« Tous ces gens vont regarder Les affranchis ? » s’est exclamé, candide, son auteur au moment où l’immense salle était sur le point de s’obscurcir pour la projection du long métrage. Vif, violent et survolté, nommé six fois aux Oscars, le film est l’une des pièces maîtresses de l’œuvre de Martin Scorsese.
En plongeant dans le quotidien des truands new-yorkais du milieu du XXème siècle, le réalisateur dresse ici un portrait réaliste, presque documentaire de la mafia américaine. Un travail qui lui a valu, d’être « blacklisté de certains restos italiens de New York », s’était-il amusé au cours d’une master class qu’il animait deux jours plus tôt. Ses détracteurs lui reprochaient alors d’idéaliser le crime.
Sauver le septième art
« Il y a un besoin de se battre pour le cinéma contre la folie des images », s’est écrié Martin Scorsese plus tôt dans la soirée, après la diffusion de quelques clips en hommage à l’histoire du cinéma et aux œuvres du lauréat. Un combat cher au cinéaste dont la fondation The Film Foundation œuvre à la restauration de films anciens du patrimoine cinématographique mondial.
Cette septième édition du Festival Lumière aura permis aux Lyonnais de retrouver, tout au long de la semaine, les émotions et la cinéphilie des salles obscures. De Chien enragé (1949) à Spartacus (1960), les écrans de la métropole de Lyon ont vibré au rythme de larges thématiques. La nuit de la peur, samedi soir, a vu se côtoyer des films de George Romero (La nuit des morts-vivants), Sam Raimi (Evil Dead), John Carpenter (The Thing) et James Wan (Insidious).
Un autre géant de l’histoire du cinéma était à l’honneur cette année, Akira Kurosawa. Grand admirateur du cinéma muet, ses films se distinguent par une mise en scène soignée. A l’instar de Vivre, un long métrage qui raconte l’histoire d’un homme à qui il ne reste plus que quelques mois à vivre. Atteint d’un cancer de l’estomac, ce chef de l’accueil d’une mairie, décide alors de se mettre au service de ses administrés.
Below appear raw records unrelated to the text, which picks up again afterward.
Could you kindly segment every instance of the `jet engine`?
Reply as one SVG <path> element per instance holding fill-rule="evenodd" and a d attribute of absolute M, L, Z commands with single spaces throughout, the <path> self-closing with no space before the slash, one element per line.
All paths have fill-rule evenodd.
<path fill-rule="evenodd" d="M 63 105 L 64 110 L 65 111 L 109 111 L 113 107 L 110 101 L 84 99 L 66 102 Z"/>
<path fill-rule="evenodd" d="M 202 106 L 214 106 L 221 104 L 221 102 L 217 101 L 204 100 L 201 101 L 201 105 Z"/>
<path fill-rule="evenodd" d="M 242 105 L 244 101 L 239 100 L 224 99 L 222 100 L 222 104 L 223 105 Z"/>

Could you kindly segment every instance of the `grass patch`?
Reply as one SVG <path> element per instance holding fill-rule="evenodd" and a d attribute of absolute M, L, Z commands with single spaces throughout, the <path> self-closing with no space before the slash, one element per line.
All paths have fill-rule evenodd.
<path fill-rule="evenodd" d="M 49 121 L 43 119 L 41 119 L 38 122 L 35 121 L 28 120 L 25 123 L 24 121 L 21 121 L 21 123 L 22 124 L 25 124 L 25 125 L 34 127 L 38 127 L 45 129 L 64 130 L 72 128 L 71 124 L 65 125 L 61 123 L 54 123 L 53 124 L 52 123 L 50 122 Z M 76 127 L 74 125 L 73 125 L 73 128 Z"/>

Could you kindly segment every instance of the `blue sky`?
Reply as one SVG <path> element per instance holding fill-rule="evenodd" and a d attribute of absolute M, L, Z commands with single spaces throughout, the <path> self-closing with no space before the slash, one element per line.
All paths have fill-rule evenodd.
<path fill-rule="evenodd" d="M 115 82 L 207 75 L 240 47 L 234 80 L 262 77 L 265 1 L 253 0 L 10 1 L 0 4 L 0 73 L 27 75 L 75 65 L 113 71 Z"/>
De nombreux documentaires ont été diffusés, notamment Belmondo par Belmondo, mardi au Pathé Bellecour, retraçant la carrière de l’acteur français, présent pour l’occasion. D’autres personnalités étaient également à l’honneur de documentaires : Ingrid Bergman, Alfred Hitchcock, François Truffaut, Gérard Depardieu, Pierre Rissient ou encore Romy Schneider.
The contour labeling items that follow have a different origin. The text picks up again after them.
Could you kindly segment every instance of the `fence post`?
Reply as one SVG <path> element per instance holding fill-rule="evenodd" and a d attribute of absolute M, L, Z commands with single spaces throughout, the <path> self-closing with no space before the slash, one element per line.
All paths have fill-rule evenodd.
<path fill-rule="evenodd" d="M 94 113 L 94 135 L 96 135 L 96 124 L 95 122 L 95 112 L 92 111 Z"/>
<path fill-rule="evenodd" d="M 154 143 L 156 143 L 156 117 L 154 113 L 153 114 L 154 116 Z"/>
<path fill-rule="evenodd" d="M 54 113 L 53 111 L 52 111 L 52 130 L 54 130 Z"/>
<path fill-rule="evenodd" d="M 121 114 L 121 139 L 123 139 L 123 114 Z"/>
Le festival s’est encore une fois distingué par une programmation extrêmement riche. Aux côtés de films muets (La passion de Jeanne d’Arc de Carl Theodor Dreyer), se trouvaient des films des années 1980 (Hôtel des Amériques d’André Téchiné), de très nombreuses restaurations (Les fous de Bassan d’Yves Simoneau), de films mexicains (Enamorada d’Emilio Fernandez), de films français conseillés par Bertrand Tavernier (Battement de cœur d’Henri Decoin), d’un hommage pour l’acteur Jean Yanne (Regarde les hommes tomber de Jacques Audiard), de films avec Mads Mikkelsen (Le guerrier silencieux, Valhalla Rising de Nicolas Winding Refn), d’un hommage à Pixar (Toy Story de John Lasseter), à Julien Duvivier (Pépé le moko) d’une carte blanche pour Martin Scorsese (Le crime était presque parfait d’Alfred Hitchcock), ainsi que de ses films (Taxi driver).
Grand absent de la cérémonie, le président de ce festival Bertrand Tavernier, convalescent, n’a donc pu s’adresser au lauréat comme il en a l’habitude. Le directeur du festival, Thierry Frémaux, s’est toutefois voulu rassurant en annonçant que son opération s’est bien déroulée.